One of the issues of being a writer is getting people to read your work. In this age of self-publishing, with so many people being able to get their work out there, the pool is getting quite filled. Having your work stand out is getting harder. One of the ways to get it seen is to offer your writing for free, but what are the real costs for doing that?

Red tag

Consider the many different ways a writer can put their work for free. You could include a free sample on your blog or website where people who read your blog can also see what you write to decide whether or not they like it. You can publish your work on different platforms like Amazon’s and set the price to free for promotions (like you can through Amazon’s KDP Select program) or even set up a book as “permafree”, which means the price always remains free. You can post your work through websites such as a fan fiction site or a dedicated free site like It seems like there are many ways to offer your work for free.

As a concept, it seems like a great idea. It’s a form of marketing to possibly garner you some readers. And there are some who have benefited from it such as Beth Reekles, a 17-year-old, who got a publishing deal for three books with a Random House imprint based on the popularity of her work on Wattpad.
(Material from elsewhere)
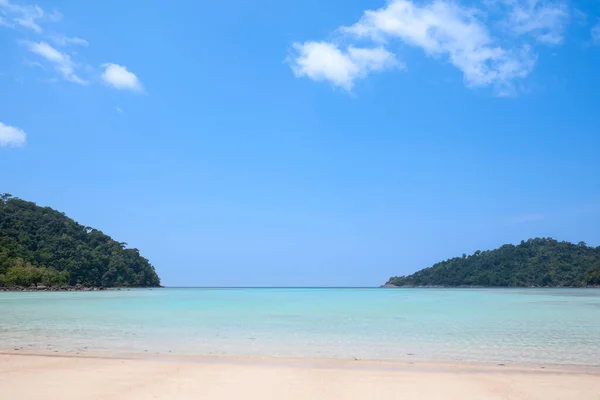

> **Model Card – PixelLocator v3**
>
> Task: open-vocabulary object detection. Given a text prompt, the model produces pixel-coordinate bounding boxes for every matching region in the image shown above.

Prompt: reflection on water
[0,289,600,365]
There are authors out there who got their start on fan fiction sites such as E.L. James and Cassandra Clare. If an author who is just starting out wants to gain some readers, what better way to try and build a readership before publishing his or her first works?

Reekles’ story isn’t the only one from Wattpad that is encouraging. Dianne Greenlay outlined how Wattpad helped her self-published novel Quintspinner – A Pirate’s Quest reach 500,000 reads. Greenlay details the benefits of using Wattpad, but it should be noted that her book fit the main readers on the site. It seems to mesh well with writers of the YA genre, so it’s possible that not every genre would do as well there. For every writer like Greenlay, there are many others who post and get hardly any reads on their work.

As for fan fiction sites, there are many that cover all manners of subjects that fans can post extensions of stories, new stories for different characters, and other ways to express their love for the original work through writing. It seems that lately, fan fiction sites have been getting a negative nod because of being fodder for plagiarists to find and use for their own nefarious reasons. The case of Jordin Williams and the plagiarized NA novel is one example where some of the lifted text came from a fan fiction site. And more examples of this happening have popped up since then.

The availability of free writing is the real danger. Diana Peterfreund wrote about the epidemic of plagiarism and its effect on indie writers on her site. She wrote, “Liz Burns at Tea Cozy, her SLJ blog, reported on an instance of another Amazon author, Jessica Beckwith, was outed in the midst of her highly publicized blog tour as having stolen all her work from yet another free-fiction site, Fictionpress. The thirteen authors she’d stolen from were livid…”. From reading her post, all authors who provide their work for free should start to worry about what could happen to it.

If you put your writing for free somewhere where anyone can read it, you have to assume that someone untrustworthy could come and steal parts or all of it.

Peterfreund used the verb “scraping” as a way to describe what the current plagiarists are doing. They go into the free sites, copy, and paste it into a text that they can then self-publish under a name they choose. They can even do the typical marketing of any self-published author such as blog tours to promote the work. They make the money they can until someone recognizes the stolen works. Then they disappear, presumably with the money they made. “Scraping” is a good term for this as it has a pejorative message. They aren’t creating a work. They are scraping bits and pieces to stitch together to make something horrible. And what’s left are scraps and hurt feelings.

Plagiarism isn’t found only in the indie writing world, so it would be a mistake to say it reflects poorly on those who self-publish. There have been countless cases of plagiarism and fraud in the traditional publishing world as well. But it hits closer to home in the indie world because using the marketing tool of free has been beneficial to indie writers. Using Amazon’s KDP Select and their free days used to rocket sales for writers and get them more visible, although its effectiveness has declined in recent times. Putting the first novel in a series as a “permafree” option has helped authors promote and sell the following books in the series.

At this point, there hasn’t been any way to really stop the “scraping” method. It would be great if publishing platforms like Lulu, Amazon, Smashwords, or any of the others would utilize a text reader that catches plagiarism much like what’s used in educational institutions. Having used those myself, I can say that within less than 24 hours, the software can catch down to the percentage of copied text. It would be an easy way to stop this practice of plagiarism.

You have to ask yourself if the benefits of free outweigh the threats. If you put your writing for free somewhere where anyone can read it, you have to assume that someone untrustworthy could come and steal parts or all of it. If you feel you really do want to make it free, it would benefit you to find a way to do it so that someone can’t just highlight the text and copy. If you make it just a little harder where they’d have to type out the entire work themselves, perhaps that extra step would deter some from “scraping” your work. Until there’s a way to stop plagiarizers from using stolen words, it’s up to the writers to protect their own work so that “free” doesn’t end up costing too much.